An IT man sketches the future

The man on his bike this morning is Maarten Vander Meulen, who is originally from Amsterdam but now lives in Mol: “I’m a scientific programmer, and I makesoftware to help researchers. This morning I was working on a program to place woodland in clusters of a given size. A sort of sketch of the future.”

Maarten has been involved for some time with software that explores the future: “I feel right at home with researchers in an academic setting. Before I started work at VITO, I worked in Amsterdam and Maastricht, often with software and maps.”

Planning for 2050

Maarten works in the ‘Spatial Aspects of the Environment’ group, or RMA for short: “Specialists in the group investigate spatial issues in all areas: air quality, water management, ecosystem monitoring and valuation, as well as the designated use of the space itself, which means things like choosing a good place to erect wind turbines or plan industrial estates.”

“I am in the last-mentioned group. We are busy planning for 2050, when it will no longer be allowed to build on greenfield sites unless an equivalent area is returned to nature. What will Flanders look like then? That is precisely what we are trying to model. Because we will have to do something to stop Flanders from becoming one big ribbon development.”

In the flow

“I often need to be able to concentrate for long periods of time. So when I’m in our open-plan office with 60 colleagues, I put earplugs in. It’s a fantastic solution! You get into the flow, the time flies by, I really enjoy it...”

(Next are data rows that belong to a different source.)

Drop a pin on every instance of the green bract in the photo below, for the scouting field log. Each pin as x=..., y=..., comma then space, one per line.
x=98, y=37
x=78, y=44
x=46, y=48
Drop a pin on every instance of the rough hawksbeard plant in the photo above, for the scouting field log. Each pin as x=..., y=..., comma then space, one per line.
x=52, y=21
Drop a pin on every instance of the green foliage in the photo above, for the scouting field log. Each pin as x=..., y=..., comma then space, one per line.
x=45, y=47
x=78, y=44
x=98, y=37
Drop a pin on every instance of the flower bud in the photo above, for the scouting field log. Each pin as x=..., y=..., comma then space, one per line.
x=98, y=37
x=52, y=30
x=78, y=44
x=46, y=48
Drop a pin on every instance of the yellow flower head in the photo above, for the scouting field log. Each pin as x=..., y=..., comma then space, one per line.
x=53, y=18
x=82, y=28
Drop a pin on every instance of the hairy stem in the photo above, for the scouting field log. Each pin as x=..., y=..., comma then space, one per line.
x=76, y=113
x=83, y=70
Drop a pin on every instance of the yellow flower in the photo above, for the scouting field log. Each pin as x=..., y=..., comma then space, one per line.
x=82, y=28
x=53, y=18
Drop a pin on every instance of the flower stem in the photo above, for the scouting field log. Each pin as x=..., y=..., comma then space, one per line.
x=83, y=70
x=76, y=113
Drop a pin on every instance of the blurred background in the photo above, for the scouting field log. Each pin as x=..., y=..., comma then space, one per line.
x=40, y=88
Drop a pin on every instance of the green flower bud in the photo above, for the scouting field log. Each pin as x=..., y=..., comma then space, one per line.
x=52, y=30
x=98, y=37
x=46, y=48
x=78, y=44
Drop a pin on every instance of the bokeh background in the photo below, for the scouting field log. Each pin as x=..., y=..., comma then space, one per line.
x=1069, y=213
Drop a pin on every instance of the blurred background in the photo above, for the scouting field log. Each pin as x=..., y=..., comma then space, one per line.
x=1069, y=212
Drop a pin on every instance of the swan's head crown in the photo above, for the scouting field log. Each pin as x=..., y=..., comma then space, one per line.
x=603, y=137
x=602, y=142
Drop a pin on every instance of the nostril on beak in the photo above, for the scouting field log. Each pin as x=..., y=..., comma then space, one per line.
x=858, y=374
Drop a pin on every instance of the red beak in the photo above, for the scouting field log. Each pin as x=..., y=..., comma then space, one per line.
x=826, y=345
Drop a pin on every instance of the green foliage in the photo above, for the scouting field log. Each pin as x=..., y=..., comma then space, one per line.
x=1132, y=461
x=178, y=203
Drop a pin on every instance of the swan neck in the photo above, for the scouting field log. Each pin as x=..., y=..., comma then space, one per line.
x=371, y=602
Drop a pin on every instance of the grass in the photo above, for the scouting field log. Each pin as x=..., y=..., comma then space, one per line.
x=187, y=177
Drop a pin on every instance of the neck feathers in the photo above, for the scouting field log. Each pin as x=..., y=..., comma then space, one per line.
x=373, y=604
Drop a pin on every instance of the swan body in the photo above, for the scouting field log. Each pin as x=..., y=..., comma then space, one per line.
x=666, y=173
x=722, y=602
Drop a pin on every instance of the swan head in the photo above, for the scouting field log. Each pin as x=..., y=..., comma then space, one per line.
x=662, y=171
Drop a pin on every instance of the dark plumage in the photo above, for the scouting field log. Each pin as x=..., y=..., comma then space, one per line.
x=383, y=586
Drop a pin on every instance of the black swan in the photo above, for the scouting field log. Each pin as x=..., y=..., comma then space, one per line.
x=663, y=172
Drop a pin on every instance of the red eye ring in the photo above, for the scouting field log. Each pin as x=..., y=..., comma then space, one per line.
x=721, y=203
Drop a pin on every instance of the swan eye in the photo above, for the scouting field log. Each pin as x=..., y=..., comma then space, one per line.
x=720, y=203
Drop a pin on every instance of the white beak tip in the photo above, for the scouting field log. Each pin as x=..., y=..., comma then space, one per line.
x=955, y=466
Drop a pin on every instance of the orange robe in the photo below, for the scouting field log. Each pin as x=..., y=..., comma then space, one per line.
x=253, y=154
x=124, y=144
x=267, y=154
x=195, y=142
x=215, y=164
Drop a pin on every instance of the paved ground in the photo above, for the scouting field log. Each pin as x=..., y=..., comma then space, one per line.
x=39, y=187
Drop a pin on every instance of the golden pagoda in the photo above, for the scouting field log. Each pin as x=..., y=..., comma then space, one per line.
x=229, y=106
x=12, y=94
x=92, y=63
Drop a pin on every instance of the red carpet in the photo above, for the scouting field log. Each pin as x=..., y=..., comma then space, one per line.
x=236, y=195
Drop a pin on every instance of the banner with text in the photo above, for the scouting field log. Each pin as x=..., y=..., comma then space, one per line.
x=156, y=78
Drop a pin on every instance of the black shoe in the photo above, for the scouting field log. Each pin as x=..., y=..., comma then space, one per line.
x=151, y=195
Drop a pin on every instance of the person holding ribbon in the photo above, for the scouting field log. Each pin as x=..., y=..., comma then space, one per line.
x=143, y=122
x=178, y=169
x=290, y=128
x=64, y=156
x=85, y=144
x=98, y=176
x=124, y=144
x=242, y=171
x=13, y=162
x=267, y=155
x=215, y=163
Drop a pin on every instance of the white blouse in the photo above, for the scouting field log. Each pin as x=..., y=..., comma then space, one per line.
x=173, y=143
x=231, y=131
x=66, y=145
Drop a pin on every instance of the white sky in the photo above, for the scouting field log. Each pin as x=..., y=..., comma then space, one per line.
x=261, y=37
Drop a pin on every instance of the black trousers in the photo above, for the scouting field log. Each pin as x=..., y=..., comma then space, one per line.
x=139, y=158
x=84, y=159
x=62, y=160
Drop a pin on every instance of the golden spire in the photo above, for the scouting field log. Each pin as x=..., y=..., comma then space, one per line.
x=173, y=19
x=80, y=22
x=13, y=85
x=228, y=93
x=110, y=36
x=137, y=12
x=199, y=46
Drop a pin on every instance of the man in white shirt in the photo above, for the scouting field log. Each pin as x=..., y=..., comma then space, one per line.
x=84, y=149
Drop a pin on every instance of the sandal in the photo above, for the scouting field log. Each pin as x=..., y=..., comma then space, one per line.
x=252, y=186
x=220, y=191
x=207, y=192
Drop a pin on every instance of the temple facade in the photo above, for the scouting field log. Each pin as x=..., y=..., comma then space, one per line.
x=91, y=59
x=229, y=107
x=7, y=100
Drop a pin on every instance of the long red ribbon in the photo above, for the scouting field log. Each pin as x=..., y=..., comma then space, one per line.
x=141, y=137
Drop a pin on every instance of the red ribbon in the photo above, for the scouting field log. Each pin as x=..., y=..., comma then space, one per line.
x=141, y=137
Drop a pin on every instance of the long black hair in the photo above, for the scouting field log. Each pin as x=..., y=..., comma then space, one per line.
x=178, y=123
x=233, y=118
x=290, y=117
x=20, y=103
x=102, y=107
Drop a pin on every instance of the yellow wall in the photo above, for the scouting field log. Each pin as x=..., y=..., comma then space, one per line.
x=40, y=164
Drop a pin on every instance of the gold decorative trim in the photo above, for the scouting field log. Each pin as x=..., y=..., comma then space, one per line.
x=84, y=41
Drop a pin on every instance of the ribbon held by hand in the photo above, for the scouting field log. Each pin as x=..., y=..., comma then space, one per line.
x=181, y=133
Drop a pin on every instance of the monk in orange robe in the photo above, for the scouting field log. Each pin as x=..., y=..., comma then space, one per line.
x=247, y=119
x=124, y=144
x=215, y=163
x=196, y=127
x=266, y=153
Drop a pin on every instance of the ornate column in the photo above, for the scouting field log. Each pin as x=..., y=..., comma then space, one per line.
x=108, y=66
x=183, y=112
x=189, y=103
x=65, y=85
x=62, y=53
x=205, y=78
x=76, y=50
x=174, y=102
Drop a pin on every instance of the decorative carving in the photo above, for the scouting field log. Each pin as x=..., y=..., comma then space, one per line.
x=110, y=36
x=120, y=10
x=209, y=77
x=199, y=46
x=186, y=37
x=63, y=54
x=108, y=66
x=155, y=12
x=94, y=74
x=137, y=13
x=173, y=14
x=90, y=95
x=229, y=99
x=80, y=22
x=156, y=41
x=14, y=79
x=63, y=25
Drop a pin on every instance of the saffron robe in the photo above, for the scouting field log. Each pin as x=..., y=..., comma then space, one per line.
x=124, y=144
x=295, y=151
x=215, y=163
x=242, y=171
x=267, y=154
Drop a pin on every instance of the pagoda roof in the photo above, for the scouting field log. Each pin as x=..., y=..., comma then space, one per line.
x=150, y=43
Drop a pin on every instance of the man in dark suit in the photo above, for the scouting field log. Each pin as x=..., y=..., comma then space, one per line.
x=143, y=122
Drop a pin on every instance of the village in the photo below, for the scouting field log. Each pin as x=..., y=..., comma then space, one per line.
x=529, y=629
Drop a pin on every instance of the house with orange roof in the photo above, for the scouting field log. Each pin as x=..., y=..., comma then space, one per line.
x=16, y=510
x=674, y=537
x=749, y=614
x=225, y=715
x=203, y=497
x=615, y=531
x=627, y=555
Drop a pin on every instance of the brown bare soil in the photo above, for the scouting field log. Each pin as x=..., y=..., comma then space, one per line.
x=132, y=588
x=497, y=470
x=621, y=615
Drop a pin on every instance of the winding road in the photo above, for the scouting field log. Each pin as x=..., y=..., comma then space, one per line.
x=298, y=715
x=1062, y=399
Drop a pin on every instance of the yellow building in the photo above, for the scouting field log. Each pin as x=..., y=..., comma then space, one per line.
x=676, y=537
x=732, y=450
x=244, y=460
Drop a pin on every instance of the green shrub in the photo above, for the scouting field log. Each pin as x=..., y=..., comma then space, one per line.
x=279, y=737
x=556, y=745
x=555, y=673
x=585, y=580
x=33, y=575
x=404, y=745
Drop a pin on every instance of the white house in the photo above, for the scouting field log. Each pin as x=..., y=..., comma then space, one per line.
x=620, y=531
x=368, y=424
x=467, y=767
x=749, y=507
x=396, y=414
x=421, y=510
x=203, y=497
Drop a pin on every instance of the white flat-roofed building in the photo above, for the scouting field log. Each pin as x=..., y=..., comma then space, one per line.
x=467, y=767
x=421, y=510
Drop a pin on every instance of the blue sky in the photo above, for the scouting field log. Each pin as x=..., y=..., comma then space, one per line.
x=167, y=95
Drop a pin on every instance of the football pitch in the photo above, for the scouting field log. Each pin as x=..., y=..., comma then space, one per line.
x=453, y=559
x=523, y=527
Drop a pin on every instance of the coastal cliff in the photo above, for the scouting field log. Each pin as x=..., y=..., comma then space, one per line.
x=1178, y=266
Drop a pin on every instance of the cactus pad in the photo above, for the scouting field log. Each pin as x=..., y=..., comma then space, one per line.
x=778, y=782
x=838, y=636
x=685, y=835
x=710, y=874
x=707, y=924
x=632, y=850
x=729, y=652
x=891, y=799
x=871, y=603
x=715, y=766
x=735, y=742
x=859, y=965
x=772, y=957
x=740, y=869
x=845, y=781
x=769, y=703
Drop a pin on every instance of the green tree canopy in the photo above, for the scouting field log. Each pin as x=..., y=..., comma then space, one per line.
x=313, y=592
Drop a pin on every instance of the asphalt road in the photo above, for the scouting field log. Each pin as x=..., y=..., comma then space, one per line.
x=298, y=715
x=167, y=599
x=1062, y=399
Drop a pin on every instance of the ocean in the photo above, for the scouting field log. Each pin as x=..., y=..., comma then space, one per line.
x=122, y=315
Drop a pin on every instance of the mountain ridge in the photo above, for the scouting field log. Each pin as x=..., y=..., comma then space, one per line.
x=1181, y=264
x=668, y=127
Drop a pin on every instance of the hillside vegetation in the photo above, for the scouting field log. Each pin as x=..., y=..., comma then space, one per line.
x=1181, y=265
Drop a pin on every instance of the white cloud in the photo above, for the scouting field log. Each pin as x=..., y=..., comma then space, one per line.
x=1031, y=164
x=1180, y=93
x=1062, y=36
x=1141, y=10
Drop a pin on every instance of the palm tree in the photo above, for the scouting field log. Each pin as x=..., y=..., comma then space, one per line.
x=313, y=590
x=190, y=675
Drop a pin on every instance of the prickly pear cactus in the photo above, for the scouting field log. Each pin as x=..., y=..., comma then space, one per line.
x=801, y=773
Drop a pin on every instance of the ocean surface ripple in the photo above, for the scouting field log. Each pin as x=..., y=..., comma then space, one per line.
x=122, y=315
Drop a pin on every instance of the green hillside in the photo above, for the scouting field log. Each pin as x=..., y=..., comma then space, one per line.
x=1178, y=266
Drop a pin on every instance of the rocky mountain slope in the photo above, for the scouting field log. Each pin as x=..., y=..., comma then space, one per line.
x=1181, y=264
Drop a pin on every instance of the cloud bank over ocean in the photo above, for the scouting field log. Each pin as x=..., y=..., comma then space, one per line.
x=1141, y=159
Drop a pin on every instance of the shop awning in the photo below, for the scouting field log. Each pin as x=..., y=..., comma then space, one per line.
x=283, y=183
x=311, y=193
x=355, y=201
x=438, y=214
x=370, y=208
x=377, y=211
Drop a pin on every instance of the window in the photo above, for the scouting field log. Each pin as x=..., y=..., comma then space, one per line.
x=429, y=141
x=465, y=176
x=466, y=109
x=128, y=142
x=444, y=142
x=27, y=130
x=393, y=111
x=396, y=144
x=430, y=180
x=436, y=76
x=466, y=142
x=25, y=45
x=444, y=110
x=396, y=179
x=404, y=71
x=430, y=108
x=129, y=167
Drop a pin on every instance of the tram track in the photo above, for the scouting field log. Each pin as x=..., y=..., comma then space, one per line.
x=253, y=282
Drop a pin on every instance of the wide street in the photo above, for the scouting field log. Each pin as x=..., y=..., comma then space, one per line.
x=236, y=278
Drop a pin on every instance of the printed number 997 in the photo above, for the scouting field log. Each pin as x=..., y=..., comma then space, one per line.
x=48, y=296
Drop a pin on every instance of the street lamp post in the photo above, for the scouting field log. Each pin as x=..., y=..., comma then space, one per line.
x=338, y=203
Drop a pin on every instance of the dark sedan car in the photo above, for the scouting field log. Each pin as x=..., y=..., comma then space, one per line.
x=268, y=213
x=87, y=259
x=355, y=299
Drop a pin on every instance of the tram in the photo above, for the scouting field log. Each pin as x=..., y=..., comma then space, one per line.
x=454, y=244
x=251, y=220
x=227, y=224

Maarten doesn’t spend the whole day at the computer. “At lunchtime I often go and sit outdoors with my colleagues on a bench. And, yes, we have a really good laugh. It’s the strangest thing. Is that typically Flemish? It was never like that in the Netherlands. The convivial atmosphere and the lovely surroundings help me to start my work afresh again afterwards.”

Flexible working hours

“Our flexible working hours mean I can get plenty more work done in the evenings, or stop early if I want to.” Then Maarten has a relaxed cycle ride home: We live in a cul-de-sac with no cars roaring by, where the children can play outside. It’s lovely. I said I would never leave Amsterdam, but suddenly I found myself in Maastricht and now here I am in Mol. If I get the choice, I plan to stay!”

Does Maarten use computers at home as well?

“My job is my hobby. I’m fascinated by the world of neural networks and deep learning. Autonomous cars, facial recognition on photos, the AlphaGo program that beat the world’s best Go player this year... artificial intelligence has suddenly taken off in the last few years. I never thought I’d see anything like it.”

“Oh yes, I’ve got a garden at home that needs a lot of attention. But computers come first, don’t they?!”